Looks like either Gnome or KDE automounted them. Just right-click on the disk icon and select unmount.


----------



## skmpz (Oct 29, 2009)

SirDice said:
			
		

> Looks like either Gnome or KDE automounted them. Just right-click on the disk icon and select unmount.



this doesnt work.. it says device busy..


----------



## DutchDaemon (Oct 29, 2009)

I don't use GNOME, but it looks like it could work (I guess disabling 'automount_drives' would be enough), unless you can instruct GNOME to release the mounts.


----------



## Beastie (Oct 29, 2009)

And close all running applications as anyone of them may still have an open file handler on that drive. Then try unmounting again.

If it continues to fail, just log out of GNOME/KDE and umount(8) the drive manually.


----------



## zeiz (Oct 29, 2009)

Sometimes I cannot unmount a drive if after doing something there I'm still in its directory. Then I run:


> cd /


and then I can unmount.


----------



## Beastie (Oct 30, 2009)

zeiz said:
			
		

> Sometimes I cannot unmount a drive if after doing something there I'm still in its directory.

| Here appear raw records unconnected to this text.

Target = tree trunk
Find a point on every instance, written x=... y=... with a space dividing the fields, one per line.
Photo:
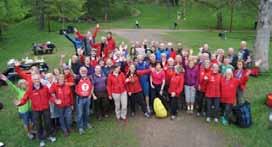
x=261 y=46
x=219 y=19
x=232 y=3
x=41 y=14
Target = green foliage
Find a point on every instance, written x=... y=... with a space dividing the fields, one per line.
x=63 y=9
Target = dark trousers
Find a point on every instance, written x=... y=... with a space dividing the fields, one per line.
x=139 y=99
x=173 y=105
x=227 y=110
x=200 y=102
x=101 y=104
x=42 y=123
x=215 y=101
x=155 y=92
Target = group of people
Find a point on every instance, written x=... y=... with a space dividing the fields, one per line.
x=102 y=76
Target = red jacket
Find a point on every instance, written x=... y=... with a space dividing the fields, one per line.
x=228 y=90
x=39 y=98
x=69 y=79
x=64 y=93
x=242 y=77
x=109 y=47
x=116 y=84
x=202 y=82
x=173 y=54
x=133 y=84
x=84 y=87
x=176 y=84
x=169 y=72
x=23 y=74
x=213 y=85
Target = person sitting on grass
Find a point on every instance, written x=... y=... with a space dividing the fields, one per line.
x=25 y=112
x=39 y=96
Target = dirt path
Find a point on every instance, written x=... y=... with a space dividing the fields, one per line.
x=186 y=130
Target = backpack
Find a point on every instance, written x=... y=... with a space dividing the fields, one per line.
x=159 y=109
x=242 y=113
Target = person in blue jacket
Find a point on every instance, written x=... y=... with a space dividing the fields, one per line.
x=144 y=78
x=75 y=41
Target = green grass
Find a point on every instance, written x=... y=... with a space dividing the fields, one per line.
x=17 y=45
x=258 y=135
x=197 y=17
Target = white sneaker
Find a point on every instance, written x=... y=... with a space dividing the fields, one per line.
x=42 y=144
x=52 y=139
x=208 y=120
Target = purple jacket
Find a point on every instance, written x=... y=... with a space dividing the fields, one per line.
x=191 y=75
x=99 y=83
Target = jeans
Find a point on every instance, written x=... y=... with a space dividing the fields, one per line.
x=155 y=92
x=201 y=102
x=101 y=104
x=42 y=122
x=239 y=95
x=190 y=92
x=215 y=101
x=65 y=118
x=120 y=101
x=173 y=105
x=83 y=112
x=139 y=99
x=227 y=110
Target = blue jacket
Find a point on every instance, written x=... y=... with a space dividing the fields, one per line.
x=144 y=79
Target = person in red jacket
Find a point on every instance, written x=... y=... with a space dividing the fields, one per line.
x=242 y=74
x=205 y=71
x=175 y=88
x=110 y=45
x=63 y=93
x=228 y=87
x=213 y=93
x=39 y=96
x=117 y=91
x=135 y=93
x=84 y=92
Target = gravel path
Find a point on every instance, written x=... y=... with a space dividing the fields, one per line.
x=187 y=130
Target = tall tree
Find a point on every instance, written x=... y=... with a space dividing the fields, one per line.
x=217 y=5
x=10 y=11
x=263 y=33
x=62 y=10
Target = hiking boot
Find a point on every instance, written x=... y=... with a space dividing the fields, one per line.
x=30 y=136
x=42 y=144
x=208 y=119
x=147 y=115
x=52 y=139
x=173 y=117
x=81 y=131
x=216 y=120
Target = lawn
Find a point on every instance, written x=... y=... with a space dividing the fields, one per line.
x=258 y=135
x=197 y=17
x=17 y=45
x=18 y=42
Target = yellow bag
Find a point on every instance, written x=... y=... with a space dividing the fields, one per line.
x=159 y=109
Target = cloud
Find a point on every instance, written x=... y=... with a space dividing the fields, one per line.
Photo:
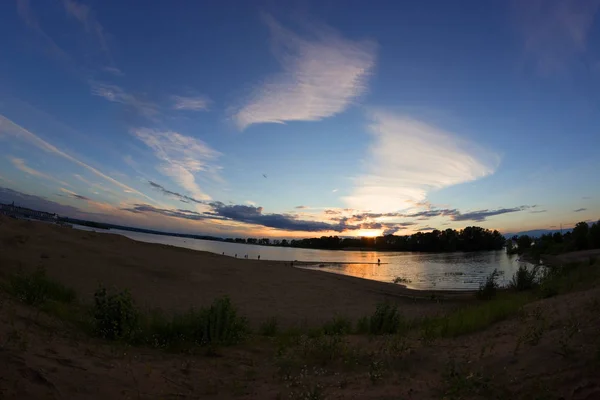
x=75 y=195
x=481 y=215
x=199 y=103
x=84 y=14
x=182 y=197
x=20 y=164
x=7 y=127
x=183 y=157
x=117 y=95
x=35 y=202
x=114 y=70
x=27 y=15
x=321 y=77
x=555 y=32
x=408 y=159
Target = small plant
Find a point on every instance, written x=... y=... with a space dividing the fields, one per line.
x=269 y=327
x=36 y=288
x=385 y=320
x=338 y=326
x=569 y=330
x=487 y=290
x=115 y=315
x=216 y=325
x=376 y=371
x=524 y=278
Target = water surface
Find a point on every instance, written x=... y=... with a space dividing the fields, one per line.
x=444 y=271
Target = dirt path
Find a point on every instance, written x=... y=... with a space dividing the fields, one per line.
x=173 y=278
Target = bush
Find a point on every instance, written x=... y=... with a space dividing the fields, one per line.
x=338 y=326
x=525 y=279
x=487 y=290
x=36 y=288
x=385 y=320
x=270 y=327
x=219 y=324
x=115 y=315
x=476 y=317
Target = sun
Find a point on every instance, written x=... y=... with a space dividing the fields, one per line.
x=368 y=233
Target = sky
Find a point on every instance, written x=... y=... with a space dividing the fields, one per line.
x=303 y=118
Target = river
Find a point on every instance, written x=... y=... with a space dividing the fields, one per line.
x=425 y=271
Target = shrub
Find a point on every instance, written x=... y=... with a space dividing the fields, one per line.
x=385 y=320
x=487 y=290
x=36 y=288
x=218 y=324
x=269 y=327
x=115 y=315
x=338 y=326
x=524 y=278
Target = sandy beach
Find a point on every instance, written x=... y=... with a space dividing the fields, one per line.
x=175 y=279
x=547 y=349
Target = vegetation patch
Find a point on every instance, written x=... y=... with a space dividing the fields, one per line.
x=37 y=288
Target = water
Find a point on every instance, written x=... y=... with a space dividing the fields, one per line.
x=425 y=271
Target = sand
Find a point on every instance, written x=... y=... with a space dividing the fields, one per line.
x=550 y=350
x=175 y=279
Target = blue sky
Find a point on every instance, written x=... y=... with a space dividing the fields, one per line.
x=304 y=118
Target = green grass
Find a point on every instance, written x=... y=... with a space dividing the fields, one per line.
x=37 y=288
x=338 y=326
x=386 y=320
x=476 y=317
x=218 y=324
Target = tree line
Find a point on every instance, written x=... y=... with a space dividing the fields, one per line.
x=472 y=238
x=583 y=237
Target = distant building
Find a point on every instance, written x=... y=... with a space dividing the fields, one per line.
x=21 y=212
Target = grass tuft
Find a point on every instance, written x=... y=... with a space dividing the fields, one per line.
x=37 y=288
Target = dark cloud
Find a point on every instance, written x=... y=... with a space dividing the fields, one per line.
x=185 y=214
x=79 y=197
x=36 y=202
x=481 y=215
x=254 y=215
x=182 y=197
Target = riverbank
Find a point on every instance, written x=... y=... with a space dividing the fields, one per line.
x=344 y=344
x=175 y=279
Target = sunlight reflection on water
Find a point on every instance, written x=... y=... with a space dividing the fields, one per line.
x=425 y=271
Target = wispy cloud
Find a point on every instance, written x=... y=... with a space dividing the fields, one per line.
x=84 y=14
x=28 y=16
x=555 y=32
x=20 y=164
x=117 y=95
x=322 y=75
x=198 y=103
x=182 y=197
x=75 y=195
x=408 y=159
x=481 y=215
x=7 y=127
x=182 y=157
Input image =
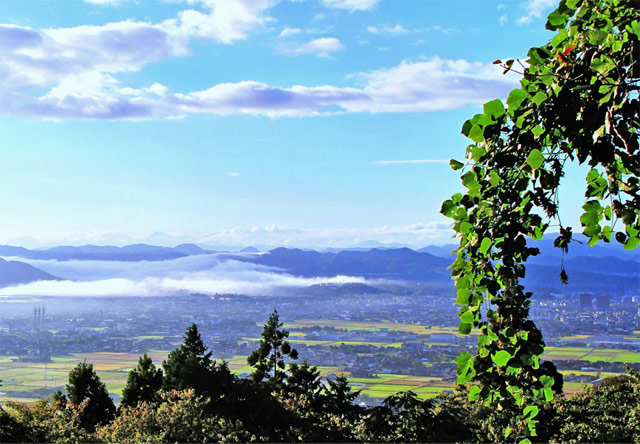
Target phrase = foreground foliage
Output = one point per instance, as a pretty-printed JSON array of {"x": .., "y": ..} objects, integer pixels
[
  {"x": 302, "y": 407},
  {"x": 577, "y": 102}
]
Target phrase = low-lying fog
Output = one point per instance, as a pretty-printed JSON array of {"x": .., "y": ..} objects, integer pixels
[{"x": 199, "y": 274}]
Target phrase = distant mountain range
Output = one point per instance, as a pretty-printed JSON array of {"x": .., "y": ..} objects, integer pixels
[
  {"x": 16, "y": 273},
  {"x": 129, "y": 253},
  {"x": 603, "y": 268}
]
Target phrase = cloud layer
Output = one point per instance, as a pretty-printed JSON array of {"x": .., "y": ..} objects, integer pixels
[
  {"x": 73, "y": 73},
  {"x": 195, "y": 274},
  {"x": 416, "y": 235}
]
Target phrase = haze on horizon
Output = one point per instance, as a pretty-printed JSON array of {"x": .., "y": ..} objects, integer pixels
[{"x": 319, "y": 123}]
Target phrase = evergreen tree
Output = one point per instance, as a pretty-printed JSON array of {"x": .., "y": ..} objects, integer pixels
[
  {"x": 143, "y": 383},
  {"x": 84, "y": 383},
  {"x": 188, "y": 365},
  {"x": 269, "y": 359}
]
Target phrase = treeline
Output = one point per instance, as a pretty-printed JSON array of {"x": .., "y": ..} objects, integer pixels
[{"x": 193, "y": 398}]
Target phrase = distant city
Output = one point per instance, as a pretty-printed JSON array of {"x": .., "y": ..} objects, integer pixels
[{"x": 392, "y": 312}]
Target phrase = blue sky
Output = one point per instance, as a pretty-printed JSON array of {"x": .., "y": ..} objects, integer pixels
[{"x": 238, "y": 122}]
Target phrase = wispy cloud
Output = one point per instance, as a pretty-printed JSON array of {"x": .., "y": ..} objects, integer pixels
[
  {"x": 286, "y": 32},
  {"x": 395, "y": 162},
  {"x": 106, "y": 2},
  {"x": 167, "y": 278},
  {"x": 352, "y": 5},
  {"x": 416, "y": 235},
  {"x": 321, "y": 47},
  {"x": 535, "y": 9},
  {"x": 412, "y": 86},
  {"x": 389, "y": 30}
]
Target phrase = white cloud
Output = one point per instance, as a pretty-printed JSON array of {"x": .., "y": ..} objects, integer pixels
[
  {"x": 321, "y": 47},
  {"x": 399, "y": 162},
  {"x": 411, "y": 86},
  {"x": 225, "y": 20},
  {"x": 535, "y": 9},
  {"x": 106, "y": 2},
  {"x": 389, "y": 30},
  {"x": 352, "y": 5},
  {"x": 416, "y": 235},
  {"x": 286, "y": 32},
  {"x": 200, "y": 274}
]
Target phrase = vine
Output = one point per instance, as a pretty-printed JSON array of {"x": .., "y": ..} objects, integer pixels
[{"x": 577, "y": 102}]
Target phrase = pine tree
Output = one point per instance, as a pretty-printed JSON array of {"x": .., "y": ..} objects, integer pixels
[
  {"x": 143, "y": 383},
  {"x": 85, "y": 383},
  {"x": 190, "y": 365},
  {"x": 269, "y": 359}
]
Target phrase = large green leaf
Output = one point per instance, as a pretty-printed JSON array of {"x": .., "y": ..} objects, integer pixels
[
  {"x": 501, "y": 358},
  {"x": 535, "y": 159}
]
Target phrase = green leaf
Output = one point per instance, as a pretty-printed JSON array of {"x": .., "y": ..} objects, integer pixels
[
  {"x": 507, "y": 432},
  {"x": 485, "y": 245},
  {"x": 463, "y": 296},
  {"x": 477, "y": 153},
  {"x": 455, "y": 165},
  {"x": 463, "y": 227},
  {"x": 465, "y": 328},
  {"x": 535, "y": 159},
  {"x": 495, "y": 108},
  {"x": 516, "y": 97},
  {"x": 537, "y": 131},
  {"x": 547, "y": 381},
  {"x": 501, "y": 358},
  {"x": 474, "y": 393},
  {"x": 531, "y": 411},
  {"x": 463, "y": 359},
  {"x": 632, "y": 243},
  {"x": 466, "y": 316},
  {"x": 448, "y": 208},
  {"x": 476, "y": 134},
  {"x": 539, "y": 98},
  {"x": 537, "y": 233}
]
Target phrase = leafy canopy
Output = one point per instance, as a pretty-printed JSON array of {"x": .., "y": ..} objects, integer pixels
[{"x": 577, "y": 102}]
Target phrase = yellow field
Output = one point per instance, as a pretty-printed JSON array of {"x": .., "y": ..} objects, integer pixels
[{"x": 370, "y": 326}]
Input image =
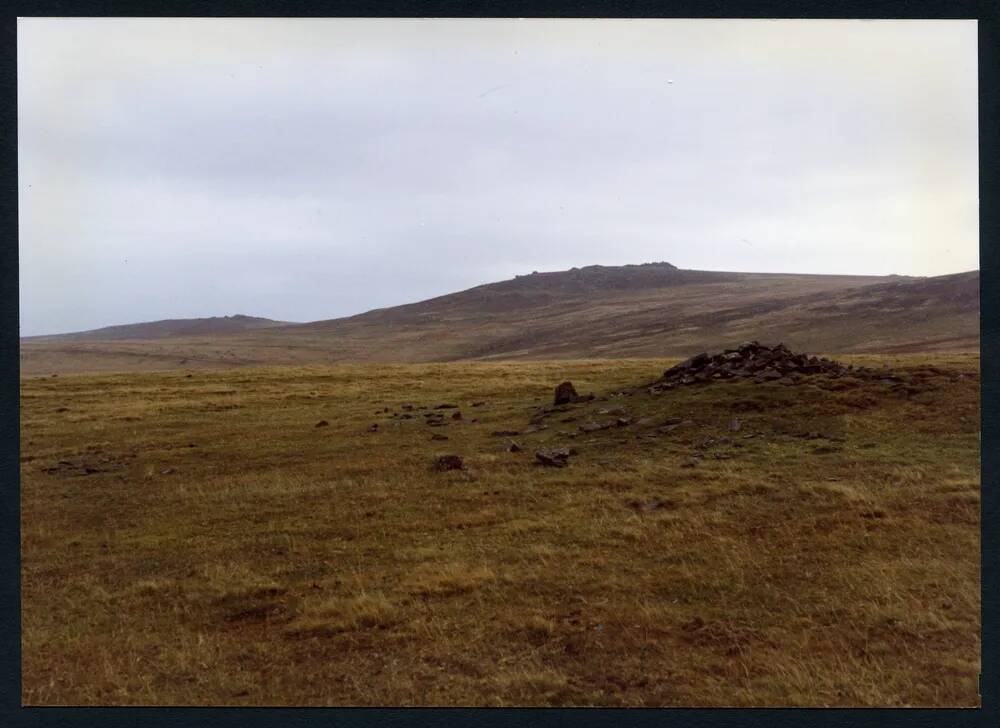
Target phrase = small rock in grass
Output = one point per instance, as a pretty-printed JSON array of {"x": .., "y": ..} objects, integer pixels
[
  {"x": 449, "y": 462},
  {"x": 555, "y": 458}
]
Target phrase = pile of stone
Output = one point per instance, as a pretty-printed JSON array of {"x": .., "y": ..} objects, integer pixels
[{"x": 759, "y": 363}]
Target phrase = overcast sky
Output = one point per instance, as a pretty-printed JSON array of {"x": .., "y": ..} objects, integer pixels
[{"x": 309, "y": 169}]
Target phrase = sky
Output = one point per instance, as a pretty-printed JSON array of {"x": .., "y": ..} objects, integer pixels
[{"x": 306, "y": 169}]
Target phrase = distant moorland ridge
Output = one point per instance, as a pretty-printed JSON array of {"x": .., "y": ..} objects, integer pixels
[{"x": 649, "y": 310}]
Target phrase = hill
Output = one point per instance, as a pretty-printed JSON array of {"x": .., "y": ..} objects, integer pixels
[
  {"x": 650, "y": 310},
  {"x": 167, "y": 328}
]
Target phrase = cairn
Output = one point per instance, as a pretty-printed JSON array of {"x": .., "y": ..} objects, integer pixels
[{"x": 759, "y": 363}]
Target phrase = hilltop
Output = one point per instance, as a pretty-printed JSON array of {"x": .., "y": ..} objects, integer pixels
[
  {"x": 650, "y": 310},
  {"x": 167, "y": 328}
]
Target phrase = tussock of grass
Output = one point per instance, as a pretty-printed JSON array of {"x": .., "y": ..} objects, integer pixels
[
  {"x": 276, "y": 563},
  {"x": 334, "y": 615}
]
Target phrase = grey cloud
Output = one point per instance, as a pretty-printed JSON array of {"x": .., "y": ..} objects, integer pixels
[{"x": 307, "y": 170}]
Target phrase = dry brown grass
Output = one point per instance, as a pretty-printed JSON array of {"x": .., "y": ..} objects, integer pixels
[{"x": 204, "y": 543}]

Sometimes? Unmounting should *never* work if the partition/mount point is still open/in use.


----------



## dennylin93 (Oct 30, 2009)

It's possible to force it to unmoumt `# umount -f /mnt/`, but sometimes it might result in data loss.


----------



## killwin (Nov 3, 2009)

Hello,

When you will umount your disks, you can create slices in terminal like this :

newfs -U /dev/ad3s1a
newfs -U /dev/ad3s1d
newfs -U /dev/ad3s1e
newfs -U /dev/ad3s1f

and mount this in your /etc/fstab


----------



## killwin (Nov 3, 2009)

sorry like this (when you want to create a bootable freebsd ) :

fdisk -I ad3               # to informations about the disk
bsdlabel -R ad3s1          # create slices
bsdlabel -B ad3s1          # ad3s1 then can boot

newfs -U /dev/ad3s1a
newfs -U /dev/ad3s1d
newfs -U /dev/ad3s1e
newfs -U /dev/ad3s1f


----------